As photographic technology expanded photography's user base, the photograph went from a rare prized possession to common keepsake to a nuisance that clutters our visual memories. Writing of this visual oversaturation, Michael Sacasas worries that
digital photography and sites like Facebook have brought us to an age of memory abundance. The paradoxical consequence of this development will be the progressive devaluing of such memories and severing of the past’s hold on the present. Gigabytes and terabytes of digital memories will not make us care more about those memories, they will make us care less.
By simulating the aesthetic of photographic scarcity, Instagram works as a response to (or overcompensation for) this fear — the enchanting landscape, disarming portrait, the bold statements and delicate textures look like moments captured from the past for posterity. These are the visual cues of photography pre-digital-devaluation, right down to the warm colors, faded glow, and false paper scratches and borders. Instagram’s faux-vintage filters, as I argued previously, reassure that present lives are just as authentic and worthy of nostalgia as the life captured in the seemingly scarce images from the analog past. Photographs are becoming too easy, so, dammit, here’s my life framed like it’s 1942.
But having an Instagram account is like having an abundance of money in a dead currency. So much nostalgia and meaning have been shoveled at us that the aesthetic has lost much of its ability to affect. Merely making your photos evocative of photo scarcity doesn’t make them actually scarce or make others covet them. There’s a deep mismatch between the aesthetic language of Instagram and the affordances of the network. Despite all the manufactured nostalgia, your photo disappears down the stream, largely unnoticed.
So whereas Instagram merely evokes the look of scarcity, temporary photography by definition enforces a certain rarity that imbues the image with a heightened aura of meaningfulness. Snapchat inspires memory because it welcomes the possibility of forgetting. Instead of being shared with a large number of people on a popular website, temporary photographs are taken specifically for and shared with one other person or a small group of people. The meaning of the photo doesn’t rest just in its content but in the choice to restrict its consumption — the choice to send that particular image to that particular person at that particular time, to the exclusion of other images, other recipients, and other times.

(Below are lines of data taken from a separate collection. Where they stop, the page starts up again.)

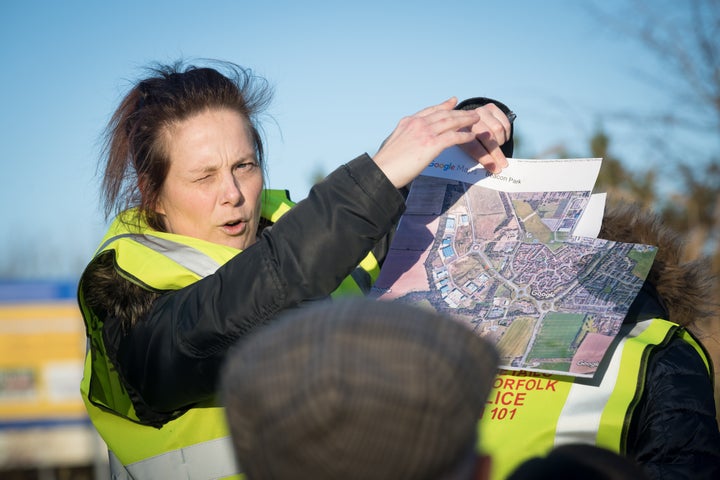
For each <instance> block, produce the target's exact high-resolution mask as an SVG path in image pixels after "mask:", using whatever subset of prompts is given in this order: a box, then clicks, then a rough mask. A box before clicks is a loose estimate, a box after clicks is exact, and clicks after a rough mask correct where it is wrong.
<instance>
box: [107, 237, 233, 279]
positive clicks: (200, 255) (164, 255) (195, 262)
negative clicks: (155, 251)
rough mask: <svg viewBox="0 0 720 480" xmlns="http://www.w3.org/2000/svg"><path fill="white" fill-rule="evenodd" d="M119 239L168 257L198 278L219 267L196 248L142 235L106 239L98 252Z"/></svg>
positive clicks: (156, 237)
mask: <svg viewBox="0 0 720 480" xmlns="http://www.w3.org/2000/svg"><path fill="white" fill-rule="evenodd" d="M121 238H130V239H132V240H135V241H136V242H138V243H139V244H141V245H144V246H146V247H148V248H150V249H152V250H154V251H156V252H157V253H159V254H161V255H164V256H166V257H168V258H169V259H171V260H173V261H174V262H175V263H177V264H179V265H182V266H183V267H185V268H187V269H188V270H190V271H191V272H193V273H195V274H197V275H199V276H200V277H207V276H208V275H210V274H212V273H215V271H216V270H217V269H218V268H219V267H220V264H219V263H218V262H216V261H215V260H213V259H212V258H211V257H209V256H208V255H206V254H204V253H203V252H201V251H200V250H198V249H196V248H193V247H190V246H188V245H183V244H182V243H179V242H173V241H172V240H167V239H165V238H159V237H153V236H152V235H142V234H137V233H126V234H123V235H117V236H115V237H112V238H110V239H108V240H107V241H106V242H105V243H104V244H103V245H102V246H101V247H100V249H99V250H100V251H102V250H103V249H104V248H105V247H106V246H107V245H108V244H109V243H111V242H114V241H115V240H119V239H121Z"/></svg>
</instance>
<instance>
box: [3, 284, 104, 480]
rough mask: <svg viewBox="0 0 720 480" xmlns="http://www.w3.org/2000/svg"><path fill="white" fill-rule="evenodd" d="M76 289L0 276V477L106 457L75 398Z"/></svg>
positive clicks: (80, 316)
mask: <svg viewBox="0 0 720 480" xmlns="http://www.w3.org/2000/svg"><path fill="white" fill-rule="evenodd" d="M75 292H76V283H75V282H51V281H17V282H7V281H4V282H2V281H0V477H2V476H3V472H6V473H7V472H9V471H18V470H26V469H35V468H37V469H43V470H47V469H48V468H50V469H52V468H62V467H68V466H93V465H95V466H97V465H98V464H102V463H106V462H107V452H106V450H105V447H104V444H103V443H102V441H101V440H100V439H99V436H98V435H97V433H96V432H95V430H94V428H93V427H92V424H91V423H90V420H89V418H88V416H87V413H86V411H85V406H84V404H83V401H82V397H81V396H80V380H81V378H82V371H83V362H84V358H85V345H86V337H85V327H84V324H83V320H82V316H81V315H80V310H79V308H78V306H77V300H76V297H75ZM101 470H102V469H101Z"/></svg>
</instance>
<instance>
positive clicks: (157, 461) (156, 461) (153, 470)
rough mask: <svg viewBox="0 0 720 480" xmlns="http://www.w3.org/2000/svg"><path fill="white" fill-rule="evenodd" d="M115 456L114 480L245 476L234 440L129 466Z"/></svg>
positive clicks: (179, 452) (176, 452) (177, 452)
mask: <svg viewBox="0 0 720 480" xmlns="http://www.w3.org/2000/svg"><path fill="white" fill-rule="evenodd" d="M114 457H115V455H114V454H113V453H112V452H110V475H111V476H112V478H113V480H115V479H117V480H130V479H133V480H144V479H152V480H155V479H159V478H172V479H173V480H175V479H180V480H214V479H218V478H223V477H229V476H231V475H237V474H239V473H241V471H240V468H239V467H238V465H237V463H236V462H235V454H234V453H233V447H232V442H231V441H230V437H222V438H216V439H214V440H209V441H207V442H203V443H198V444H195V445H191V446H189V447H185V448H181V449H179V450H173V451H171V452H167V453H163V454H161V455H157V456H154V457H151V458H148V459H145V460H141V461H139V462H136V463H131V464H130V465H126V466H125V467H123V465H122V462H120V461H119V460H117V459H116V458H114Z"/></svg>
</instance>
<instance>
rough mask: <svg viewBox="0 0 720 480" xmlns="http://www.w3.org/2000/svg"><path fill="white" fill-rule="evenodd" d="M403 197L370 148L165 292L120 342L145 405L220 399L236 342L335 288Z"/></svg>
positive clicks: (395, 215)
mask: <svg viewBox="0 0 720 480" xmlns="http://www.w3.org/2000/svg"><path fill="white" fill-rule="evenodd" d="M403 200H404V199H403V197H402V195H401V194H400V193H399V192H398V190H397V189H395V188H394V187H393V185H392V184H391V183H390V182H389V180H388V179H387V178H386V177H385V175H384V174H383V173H382V171H381V170H380V169H379V168H377V166H376V165H375V163H374V162H373V161H372V159H371V158H370V157H368V156H367V155H363V156H361V157H358V158H356V159H355V160H353V161H352V162H350V163H348V164H347V165H344V166H342V167H340V168H338V169H337V170H336V171H334V172H333V173H331V174H330V175H329V176H328V177H327V178H326V179H325V180H324V181H323V182H321V183H319V184H318V185H316V186H315V187H314V188H313V189H312V190H311V192H310V194H309V196H308V198H307V199H305V200H303V201H301V202H299V203H298V204H297V205H296V206H295V207H294V208H293V209H292V210H291V211H290V212H288V213H287V214H285V215H284V216H283V217H281V218H280V219H279V220H278V221H277V222H276V223H275V224H274V225H273V226H272V227H271V228H269V229H265V230H264V231H263V232H262V234H261V236H260V238H259V240H258V242H256V243H255V244H254V245H252V246H251V247H249V248H247V249H246V250H244V251H243V252H242V253H240V254H238V255H237V256H236V257H234V258H233V259H231V260H230V261H229V262H227V263H226V264H225V265H223V266H222V267H220V268H219V269H218V270H217V272H216V273H215V274H213V275H210V276H208V277H206V278H204V279H202V280H200V281H198V282H196V283H194V284H192V285H190V286H188V287H185V288H183V289H180V290H177V291H174V292H170V293H167V294H164V295H162V296H161V297H160V298H158V299H157V300H156V301H155V303H154V305H153V308H152V310H151V311H150V313H149V314H148V315H147V316H146V317H145V318H143V319H141V321H139V322H137V324H136V325H135V326H134V327H133V328H132V329H131V330H130V331H129V332H127V333H125V334H124V335H122V338H121V339H120V341H119V344H118V350H117V354H116V355H117V357H116V363H117V364H118V370H119V372H120V374H121V375H122V377H123V379H124V381H125V382H126V383H127V384H128V387H129V392H130V395H131V397H132V398H133V401H134V402H135V403H136V406H137V405H138V404H144V405H147V406H148V408H149V409H150V410H151V411H154V412H173V411H177V410H179V409H184V408H187V407H188V406H190V405H192V404H194V403H196V402H199V401H203V400H209V399H212V398H213V397H214V394H215V391H216V382H217V379H218V374H219V370H220V368H221V365H222V362H223V360H224V358H225V355H226V352H227V350H228V348H229V347H230V346H231V345H232V344H233V343H234V342H236V341H237V340H238V339H239V338H241V337H243V336H244V335H247V334H248V333H250V332H252V331H253V330H254V329H255V328H256V327H257V326H259V325H262V324H264V323H267V322H269V321H271V320H272V319H273V318H274V317H275V316H276V315H277V314H278V313H279V312H281V311H282V310H284V309H287V308H292V307H294V306H297V305H299V304H300V303H301V302H303V301H305V300H312V299H316V298H321V297H325V296H327V295H328V294H330V293H331V292H332V291H333V290H334V289H335V288H337V286H338V285H339V284H340V283H341V281H342V280H343V279H344V278H345V277H346V276H347V275H348V274H349V273H350V272H351V271H352V270H353V268H354V267H355V266H356V265H357V264H358V262H359V261H360V260H361V259H362V258H363V257H364V256H365V255H366V254H367V252H368V251H370V250H371V249H372V248H373V247H374V246H375V244H376V243H377V242H378V241H380V240H381V239H382V238H383V237H384V236H385V235H386V234H388V232H389V231H390V230H392V229H393V228H394V226H395V224H396V223H397V221H398V219H399V217H400V215H401V214H402V212H403V211H404V201H403ZM140 410H142V408H141V409H139V410H138V415H139V416H140V415H141V414H142V412H141V411H140Z"/></svg>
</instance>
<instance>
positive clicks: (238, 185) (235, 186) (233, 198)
mask: <svg viewBox="0 0 720 480" xmlns="http://www.w3.org/2000/svg"><path fill="white" fill-rule="evenodd" d="M242 198H243V195H242V189H241V185H240V181H239V180H238V179H237V178H235V176H234V175H232V174H231V173H227V174H226V175H224V176H223V184H222V199H223V203H230V204H233V205H237V204H238V203H240V202H241V201H242Z"/></svg>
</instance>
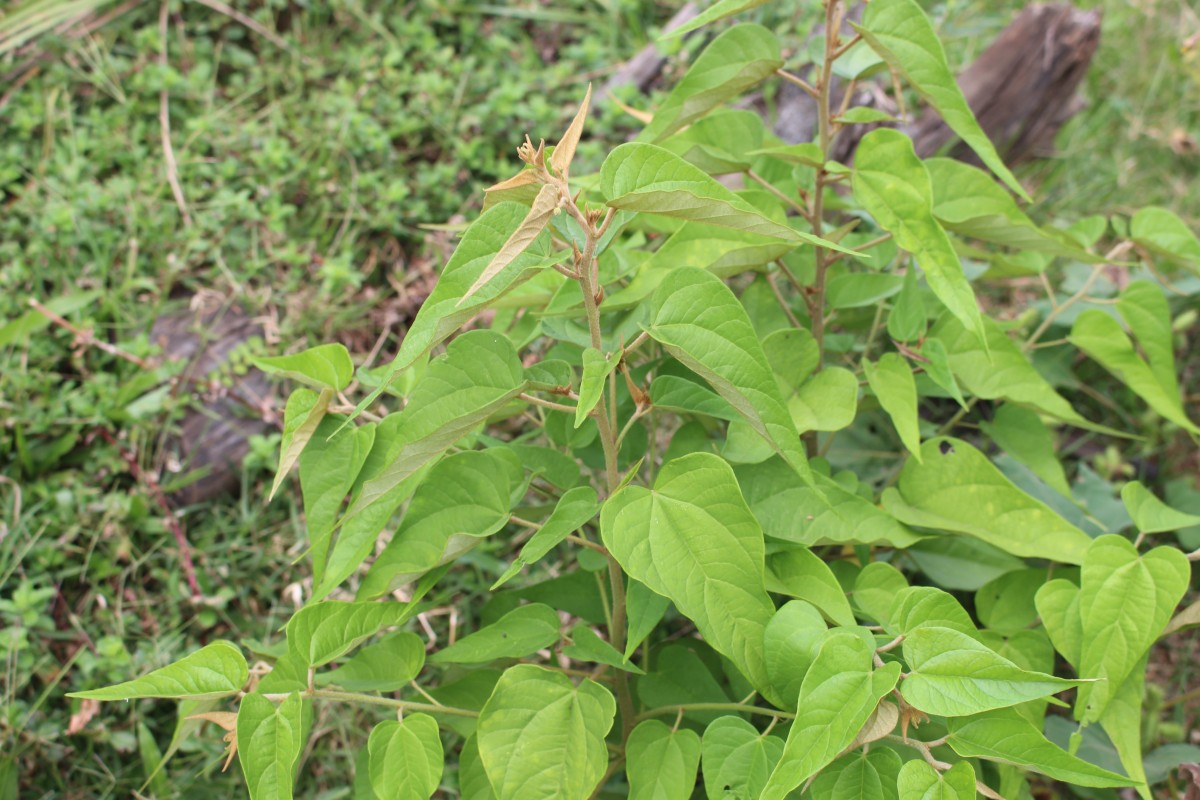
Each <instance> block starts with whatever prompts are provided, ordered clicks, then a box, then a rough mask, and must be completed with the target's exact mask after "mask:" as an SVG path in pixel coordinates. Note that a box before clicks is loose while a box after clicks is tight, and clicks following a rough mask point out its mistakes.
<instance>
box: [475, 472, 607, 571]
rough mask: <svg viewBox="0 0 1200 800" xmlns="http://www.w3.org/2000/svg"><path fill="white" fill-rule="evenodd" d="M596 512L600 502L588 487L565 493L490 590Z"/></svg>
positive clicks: (535, 559)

The ephemerality sharpens viewers’ focus: Once received, a Snapchat count-down is a kind of time-bomb that demands an urgency of vision, a challenge to exhaust the meaning from the image before the clock runs out. Unlike a paper photo that fades slowly over the years, the temporary photo disappears suddenly. Given only a peek, you look hard.
The temporary photo will wrongly be called frivolous or trivial — after all, only unimportant images could be so easily parted with. But as we have seen, there is meaning in witnessing ephemerality itself, an appreciation of impermanence for its own sake. By carving a space away from the growing necessity to record and collect life into database museums, temporary photography encourages an appreciation of the importance of experiencing the present for its own sake.

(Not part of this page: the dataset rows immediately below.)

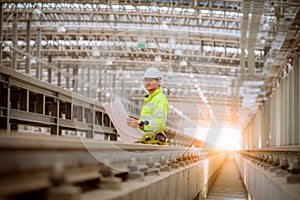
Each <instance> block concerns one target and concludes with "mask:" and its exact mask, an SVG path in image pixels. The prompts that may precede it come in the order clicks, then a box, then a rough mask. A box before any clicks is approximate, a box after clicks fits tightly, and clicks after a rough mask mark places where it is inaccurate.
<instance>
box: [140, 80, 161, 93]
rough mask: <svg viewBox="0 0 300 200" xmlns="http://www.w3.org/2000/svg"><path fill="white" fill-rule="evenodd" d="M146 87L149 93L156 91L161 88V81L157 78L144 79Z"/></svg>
mask: <svg viewBox="0 0 300 200" xmlns="http://www.w3.org/2000/svg"><path fill="white" fill-rule="evenodd" d="M143 81H144V86H145V88H146V90H148V91H154V90H156V89H158V88H159V86H160V80H159V79H155V78H144V80H143Z"/></svg>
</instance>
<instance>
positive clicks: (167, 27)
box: [159, 22, 169, 30]
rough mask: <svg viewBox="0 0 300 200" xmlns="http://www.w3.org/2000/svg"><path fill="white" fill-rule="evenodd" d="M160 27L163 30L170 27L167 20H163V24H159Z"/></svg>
mask: <svg viewBox="0 0 300 200" xmlns="http://www.w3.org/2000/svg"><path fill="white" fill-rule="evenodd" d="M159 28H160V29H161V30H166V29H168V28H169V27H168V25H167V23H166V22H162V23H161V25H160V26H159Z"/></svg>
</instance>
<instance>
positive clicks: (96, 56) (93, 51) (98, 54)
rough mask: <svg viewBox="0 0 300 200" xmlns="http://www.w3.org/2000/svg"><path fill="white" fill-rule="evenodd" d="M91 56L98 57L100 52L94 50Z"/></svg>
mask: <svg viewBox="0 0 300 200" xmlns="http://www.w3.org/2000/svg"><path fill="white" fill-rule="evenodd" d="M92 56H93V57H99V56H100V52H99V50H98V49H96V50H94V51H93V53H92Z"/></svg>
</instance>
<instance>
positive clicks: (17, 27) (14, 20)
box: [11, 13, 18, 70]
mask: <svg viewBox="0 0 300 200" xmlns="http://www.w3.org/2000/svg"><path fill="white" fill-rule="evenodd" d="M12 42H13V53H12V65H11V68H12V69H13V70H16V69H17V57H18V56H17V51H16V49H17V48H18V14H17V13H14V14H13V41H12Z"/></svg>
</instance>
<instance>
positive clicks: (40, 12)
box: [32, 8, 42, 15]
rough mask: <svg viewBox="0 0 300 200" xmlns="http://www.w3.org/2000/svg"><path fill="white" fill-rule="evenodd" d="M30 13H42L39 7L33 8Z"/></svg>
mask: <svg viewBox="0 0 300 200" xmlns="http://www.w3.org/2000/svg"><path fill="white" fill-rule="evenodd" d="M32 13H33V14H34V15H40V14H42V11H41V9H39V8H35V9H34V10H33V11H32Z"/></svg>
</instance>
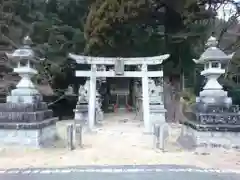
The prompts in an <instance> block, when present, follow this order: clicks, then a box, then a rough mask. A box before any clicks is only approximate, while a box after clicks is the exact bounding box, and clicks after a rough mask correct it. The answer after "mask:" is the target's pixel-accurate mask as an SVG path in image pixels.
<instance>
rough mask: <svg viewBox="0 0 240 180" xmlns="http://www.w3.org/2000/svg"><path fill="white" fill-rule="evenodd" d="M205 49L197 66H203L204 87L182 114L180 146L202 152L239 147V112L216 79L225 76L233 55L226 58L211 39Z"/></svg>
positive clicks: (230, 98) (201, 73)
mask: <svg viewBox="0 0 240 180" xmlns="http://www.w3.org/2000/svg"><path fill="white" fill-rule="evenodd" d="M207 45H208V48H207V49H206V51H205V52H204V53H203V54H202V55H201V57H200V58H199V60H194V61H195V62H196V63H200V64H204V70H203V71H202V72H201V75H203V76H205V77H206V80H207V82H206V84H205V86H204V87H203V90H202V91H201V92H200V94H199V97H198V98H196V103H194V104H192V105H191V108H190V109H191V111H189V112H184V111H183V115H184V117H183V119H182V122H183V126H182V132H181V136H180V137H179V139H178V140H179V143H180V144H182V146H187V148H194V149H195V150H196V151H198V152H201V153H203V152H204V151H207V153H209V150H210V148H211V147H214V148H217V147H221V148H233V147H236V148H239V147H240V141H239V138H240V133H239V132H240V113H239V112H240V111H239V106H238V105H233V104H232V99H231V98H230V97H228V95H227V92H226V91H224V90H223V87H222V86H221V85H220V84H219V83H218V81H217V79H218V78H219V77H220V76H221V75H222V74H224V73H225V70H224V65H225V64H226V63H228V62H229V60H230V59H231V58H232V56H233V54H232V55H226V54H225V53H224V52H223V51H221V50H220V49H219V48H217V40H216V38H214V37H210V38H209V39H208V42H207Z"/></svg>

We might be witnessing an extraordinarily rare, even if minor, countertrend to photography’s increasing abundance — a sort of photographic population control. In this way, the rise of self-deleting photographs might be as much about reinstating the importance of nontemporary photos as it is the enactment of photographic disposability.
If everyday photography becomes temporary photography — if more people switch to apps like Snapchat and Poke — photos saved to more permanent locations like Facebook will become correspondingly more scarce and perhaps seem more important. Photographs taken and shared as temporary will impart more meaning to those chosen to be permanent. In the age of digital abundance, photography desperately needs this introduction of intentional and assured mortality, so that some photos can become immortal again.